Revenues from unconsolidated joint business consists of (1) our share of pretax co-promotion profits in the U.S. (2) reimbursement of our selling and development expenses in the U.S.; and (3) revenue on sales of RITUXAN in the rest of world, which consist of our share of pretax co-promotion profits in Canada and royalty revenue on sales of RITUXAN outside the U.S. and Canada by Roche, and its sublicensees. Pre-tax co-promotion profits are calculated and paid to us by Genentech in the U.S. and by Roche in Canada. Pre-tax co-promotion profits consist of U.S. and Canadian sales of RITUXAN to third-party customers net of discounts and allowances less the cost to manufacture RITUXAN, third-party royalty expenses, distribution, selling, and marketing expenses, and joint development expenses incurred by Genentech, Roche and us. We record our royalty and co-promotion profits revenue on sales of RITUXAN in the rest of world on a cash basis.

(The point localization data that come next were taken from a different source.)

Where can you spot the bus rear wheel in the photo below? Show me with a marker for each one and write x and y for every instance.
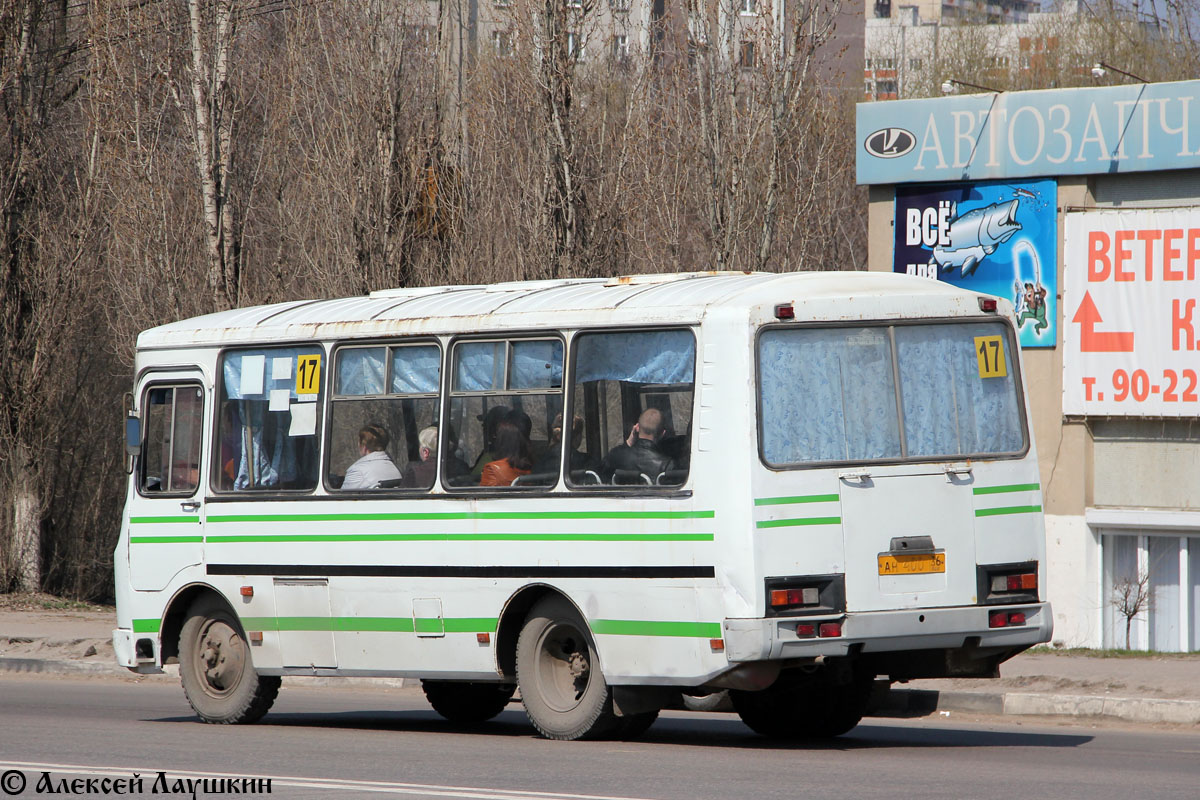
(216, 671)
(466, 703)
(804, 707)
(562, 689)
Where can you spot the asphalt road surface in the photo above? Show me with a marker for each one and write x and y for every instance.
(363, 741)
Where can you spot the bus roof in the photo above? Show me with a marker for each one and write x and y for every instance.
(682, 298)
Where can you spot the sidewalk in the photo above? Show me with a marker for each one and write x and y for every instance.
(1152, 689)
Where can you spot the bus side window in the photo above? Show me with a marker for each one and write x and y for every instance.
(634, 391)
(383, 417)
(269, 416)
(171, 451)
(505, 401)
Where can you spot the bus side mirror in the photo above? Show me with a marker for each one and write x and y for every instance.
(132, 437)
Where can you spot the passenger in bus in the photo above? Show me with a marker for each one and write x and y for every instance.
(576, 459)
(491, 421)
(640, 453)
(514, 458)
(373, 465)
(421, 473)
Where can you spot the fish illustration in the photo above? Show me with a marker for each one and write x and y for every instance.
(977, 234)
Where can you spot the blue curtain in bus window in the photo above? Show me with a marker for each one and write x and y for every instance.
(641, 358)
(827, 395)
(479, 367)
(415, 370)
(537, 365)
(360, 371)
(949, 409)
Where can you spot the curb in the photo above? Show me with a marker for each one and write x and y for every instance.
(52, 667)
(916, 702)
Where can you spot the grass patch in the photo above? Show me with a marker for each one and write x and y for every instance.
(1108, 653)
(43, 602)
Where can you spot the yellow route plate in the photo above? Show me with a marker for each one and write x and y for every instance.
(912, 564)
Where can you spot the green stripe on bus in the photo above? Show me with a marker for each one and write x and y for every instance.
(165, 540)
(372, 624)
(997, 512)
(462, 515)
(1003, 489)
(801, 498)
(461, 537)
(798, 522)
(646, 627)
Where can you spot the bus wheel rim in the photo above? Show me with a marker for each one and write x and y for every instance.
(563, 668)
(221, 657)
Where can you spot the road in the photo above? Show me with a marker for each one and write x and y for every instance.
(361, 741)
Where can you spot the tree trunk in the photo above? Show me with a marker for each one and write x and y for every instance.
(27, 523)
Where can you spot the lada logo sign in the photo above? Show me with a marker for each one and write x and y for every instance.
(889, 143)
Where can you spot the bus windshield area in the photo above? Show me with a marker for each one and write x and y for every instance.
(888, 392)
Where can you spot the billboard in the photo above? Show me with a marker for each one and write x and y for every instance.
(1078, 131)
(1132, 338)
(997, 238)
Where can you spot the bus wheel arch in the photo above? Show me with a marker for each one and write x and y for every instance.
(175, 615)
(513, 618)
(216, 668)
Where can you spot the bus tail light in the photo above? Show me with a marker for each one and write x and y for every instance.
(1006, 619)
(1008, 583)
(802, 595)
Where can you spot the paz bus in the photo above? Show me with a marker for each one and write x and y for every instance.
(843, 489)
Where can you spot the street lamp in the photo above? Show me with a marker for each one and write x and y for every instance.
(951, 86)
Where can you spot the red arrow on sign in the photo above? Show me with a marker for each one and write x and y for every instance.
(1092, 341)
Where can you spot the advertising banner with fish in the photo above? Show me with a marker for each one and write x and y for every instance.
(997, 238)
(1132, 332)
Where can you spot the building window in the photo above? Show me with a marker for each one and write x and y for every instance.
(502, 42)
(1151, 591)
(747, 55)
(621, 47)
(575, 46)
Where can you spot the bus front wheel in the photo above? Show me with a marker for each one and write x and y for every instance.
(558, 673)
(216, 671)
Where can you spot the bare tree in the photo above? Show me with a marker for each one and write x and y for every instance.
(1131, 597)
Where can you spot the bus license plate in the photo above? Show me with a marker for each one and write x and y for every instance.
(912, 563)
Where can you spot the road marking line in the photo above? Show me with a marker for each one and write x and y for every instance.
(389, 787)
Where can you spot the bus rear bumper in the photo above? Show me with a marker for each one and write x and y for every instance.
(135, 656)
(892, 631)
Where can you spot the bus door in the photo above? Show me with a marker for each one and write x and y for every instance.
(167, 512)
(909, 536)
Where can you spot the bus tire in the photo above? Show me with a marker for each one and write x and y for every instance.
(563, 692)
(216, 671)
(467, 703)
(803, 708)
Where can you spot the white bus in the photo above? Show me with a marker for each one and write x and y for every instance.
(606, 494)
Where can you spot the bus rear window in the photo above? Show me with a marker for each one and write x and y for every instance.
(888, 392)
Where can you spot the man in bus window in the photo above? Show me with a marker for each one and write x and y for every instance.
(641, 452)
(420, 473)
(373, 465)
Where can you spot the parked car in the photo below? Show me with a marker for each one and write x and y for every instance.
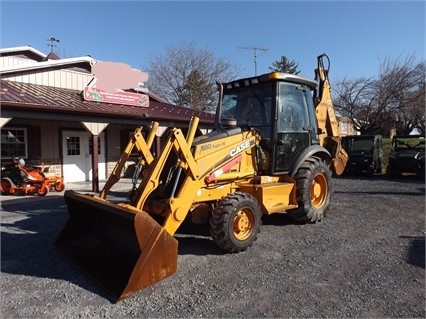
(365, 154)
(407, 156)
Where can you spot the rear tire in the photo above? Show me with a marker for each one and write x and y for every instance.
(59, 187)
(6, 185)
(313, 191)
(235, 222)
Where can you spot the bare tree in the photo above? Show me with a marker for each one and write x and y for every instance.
(394, 100)
(187, 76)
(285, 65)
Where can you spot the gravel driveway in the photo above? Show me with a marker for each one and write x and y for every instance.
(366, 259)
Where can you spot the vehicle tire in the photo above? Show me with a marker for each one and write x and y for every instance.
(59, 187)
(391, 172)
(235, 222)
(6, 185)
(313, 191)
(42, 190)
(370, 171)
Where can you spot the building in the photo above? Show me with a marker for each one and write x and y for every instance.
(46, 116)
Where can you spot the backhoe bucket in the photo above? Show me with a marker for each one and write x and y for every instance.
(121, 250)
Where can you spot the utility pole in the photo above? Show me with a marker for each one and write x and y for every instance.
(255, 49)
(51, 45)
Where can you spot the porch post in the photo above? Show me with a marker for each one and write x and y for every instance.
(95, 158)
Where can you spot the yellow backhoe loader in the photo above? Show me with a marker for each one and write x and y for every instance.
(274, 148)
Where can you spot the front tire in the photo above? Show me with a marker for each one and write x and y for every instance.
(235, 222)
(42, 190)
(313, 191)
(6, 185)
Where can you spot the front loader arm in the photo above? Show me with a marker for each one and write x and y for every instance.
(137, 141)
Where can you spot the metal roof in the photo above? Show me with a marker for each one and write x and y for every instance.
(32, 97)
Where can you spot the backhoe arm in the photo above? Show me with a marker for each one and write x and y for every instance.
(327, 121)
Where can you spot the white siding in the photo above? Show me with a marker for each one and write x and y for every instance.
(9, 61)
(66, 79)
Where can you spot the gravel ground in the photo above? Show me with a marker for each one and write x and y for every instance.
(366, 259)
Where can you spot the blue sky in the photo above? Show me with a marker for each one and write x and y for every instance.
(356, 35)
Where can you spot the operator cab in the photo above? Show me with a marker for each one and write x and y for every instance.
(280, 108)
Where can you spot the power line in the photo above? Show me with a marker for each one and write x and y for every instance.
(255, 49)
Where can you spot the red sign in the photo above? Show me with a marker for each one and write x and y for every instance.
(121, 97)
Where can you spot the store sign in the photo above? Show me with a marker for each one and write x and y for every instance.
(129, 98)
(111, 79)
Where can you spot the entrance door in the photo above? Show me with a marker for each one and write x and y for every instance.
(77, 150)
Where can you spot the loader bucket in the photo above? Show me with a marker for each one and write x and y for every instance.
(119, 249)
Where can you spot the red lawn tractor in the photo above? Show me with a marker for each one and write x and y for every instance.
(16, 179)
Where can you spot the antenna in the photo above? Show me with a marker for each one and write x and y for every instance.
(51, 45)
(255, 49)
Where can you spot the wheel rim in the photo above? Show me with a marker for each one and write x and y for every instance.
(5, 186)
(243, 224)
(319, 190)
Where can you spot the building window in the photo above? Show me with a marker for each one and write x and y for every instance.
(91, 146)
(14, 142)
(73, 145)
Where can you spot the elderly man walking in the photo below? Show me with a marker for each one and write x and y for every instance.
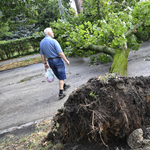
(51, 49)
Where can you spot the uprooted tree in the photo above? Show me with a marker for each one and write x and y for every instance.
(104, 26)
(91, 114)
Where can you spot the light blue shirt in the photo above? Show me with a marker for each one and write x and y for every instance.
(50, 47)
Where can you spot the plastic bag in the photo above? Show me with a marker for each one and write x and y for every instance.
(49, 75)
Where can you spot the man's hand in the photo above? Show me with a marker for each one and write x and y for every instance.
(68, 63)
(46, 66)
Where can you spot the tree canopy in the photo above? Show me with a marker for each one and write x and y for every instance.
(106, 27)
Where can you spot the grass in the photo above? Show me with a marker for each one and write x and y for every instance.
(22, 63)
(32, 142)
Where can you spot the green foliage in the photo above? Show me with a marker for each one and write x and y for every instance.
(101, 23)
(21, 46)
(12, 8)
(47, 11)
(101, 58)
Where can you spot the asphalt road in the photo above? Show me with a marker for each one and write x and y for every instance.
(26, 96)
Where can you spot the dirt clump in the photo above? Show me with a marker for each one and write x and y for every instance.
(103, 110)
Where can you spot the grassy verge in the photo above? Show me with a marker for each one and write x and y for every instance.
(22, 63)
(32, 142)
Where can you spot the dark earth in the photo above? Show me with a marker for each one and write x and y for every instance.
(91, 115)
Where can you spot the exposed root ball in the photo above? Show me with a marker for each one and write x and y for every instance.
(103, 108)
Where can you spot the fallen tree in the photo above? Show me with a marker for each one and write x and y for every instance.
(103, 109)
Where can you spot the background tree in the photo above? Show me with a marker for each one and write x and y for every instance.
(48, 11)
(104, 28)
(17, 17)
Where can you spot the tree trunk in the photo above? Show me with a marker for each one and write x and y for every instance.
(119, 64)
(120, 61)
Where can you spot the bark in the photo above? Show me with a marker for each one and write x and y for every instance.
(119, 64)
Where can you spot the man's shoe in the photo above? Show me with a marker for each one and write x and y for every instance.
(61, 96)
(66, 87)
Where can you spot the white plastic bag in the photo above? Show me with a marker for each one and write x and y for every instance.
(49, 75)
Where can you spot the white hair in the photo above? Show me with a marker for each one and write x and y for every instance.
(48, 30)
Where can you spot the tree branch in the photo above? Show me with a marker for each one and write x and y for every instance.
(104, 49)
(135, 27)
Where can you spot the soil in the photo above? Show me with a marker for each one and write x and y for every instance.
(91, 115)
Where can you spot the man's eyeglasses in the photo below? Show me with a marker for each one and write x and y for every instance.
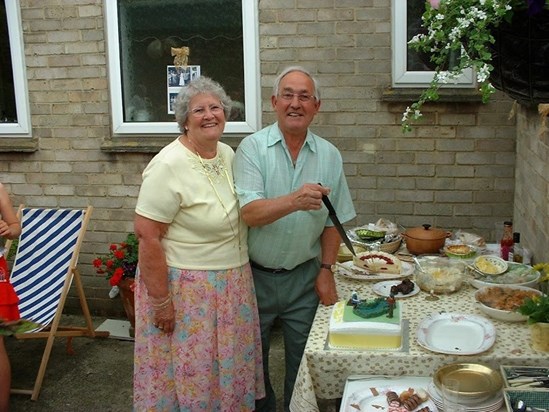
(201, 111)
(300, 96)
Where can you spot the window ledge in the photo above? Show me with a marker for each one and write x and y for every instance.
(18, 144)
(152, 144)
(452, 95)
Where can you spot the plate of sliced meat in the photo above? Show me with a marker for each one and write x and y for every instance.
(399, 289)
(394, 398)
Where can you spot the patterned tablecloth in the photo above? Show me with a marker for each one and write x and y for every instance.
(323, 371)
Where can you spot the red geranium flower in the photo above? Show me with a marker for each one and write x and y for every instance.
(120, 262)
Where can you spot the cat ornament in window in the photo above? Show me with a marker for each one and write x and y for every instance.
(181, 57)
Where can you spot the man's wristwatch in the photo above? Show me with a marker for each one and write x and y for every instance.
(327, 266)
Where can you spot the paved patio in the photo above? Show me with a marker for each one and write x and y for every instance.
(98, 377)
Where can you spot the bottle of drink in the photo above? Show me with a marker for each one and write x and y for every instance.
(506, 242)
(517, 249)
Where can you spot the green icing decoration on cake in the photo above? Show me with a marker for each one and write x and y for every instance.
(375, 310)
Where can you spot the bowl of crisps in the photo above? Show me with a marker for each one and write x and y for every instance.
(490, 265)
(501, 302)
(437, 274)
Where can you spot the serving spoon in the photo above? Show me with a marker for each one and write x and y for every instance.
(520, 406)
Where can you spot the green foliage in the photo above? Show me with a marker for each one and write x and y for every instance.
(536, 308)
(462, 28)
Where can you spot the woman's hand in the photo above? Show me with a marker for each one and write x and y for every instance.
(5, 230)
(164, 318)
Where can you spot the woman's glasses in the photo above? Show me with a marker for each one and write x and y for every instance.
(201, 111)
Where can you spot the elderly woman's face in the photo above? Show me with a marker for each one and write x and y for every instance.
(206, 119)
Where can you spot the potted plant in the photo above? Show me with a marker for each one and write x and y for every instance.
(537, 310)
(460, 34)
(119, 266)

Revenues from unconsolidated joint business consist of the following:
                         
    For the Years Ended December 31,  
(In millions)   2009     2008     2007  
Biogen Idec’s share of co-promotion profits in the U.S.
  $ 773.6     $ 733.5     $ 616.8  
Reimbursement of selling and development expenses in the U.S.
    65.6       59.7       58.5  
Revenue on sales of RITUXAN in the rest of world
    255.7       335.0       250.8  
 
                 
 
                       
Total unconsolidated joint business revenues
  $ 1,094.9     $ 1,128.2     $ 926.1  
 
                 
Under the collaboration agreement, our current pretax co-promotion profit-sharing formula, which resets annually, provides for a 30% share of co-promotion profits on the first $50.0 million of co-promotion operating profit with our share increasing to 40% if co-promotion operating profits exceed $50.0 million. In 2009, 2008, and 2007, the 40% threshold was met during the first quarter.
Our collaboration agreement also provides that we will be paid low double digit royalties on sales of RITUXAN outside the U.S. and Canada, with the royalty period lasting 11 years from the first commercial sale of RITUXAN on a country-by-country basis. The royalty period with respect to sales of RITUXAN has expired in the majority of European countries and, for sales in other countries, will expire through 2012.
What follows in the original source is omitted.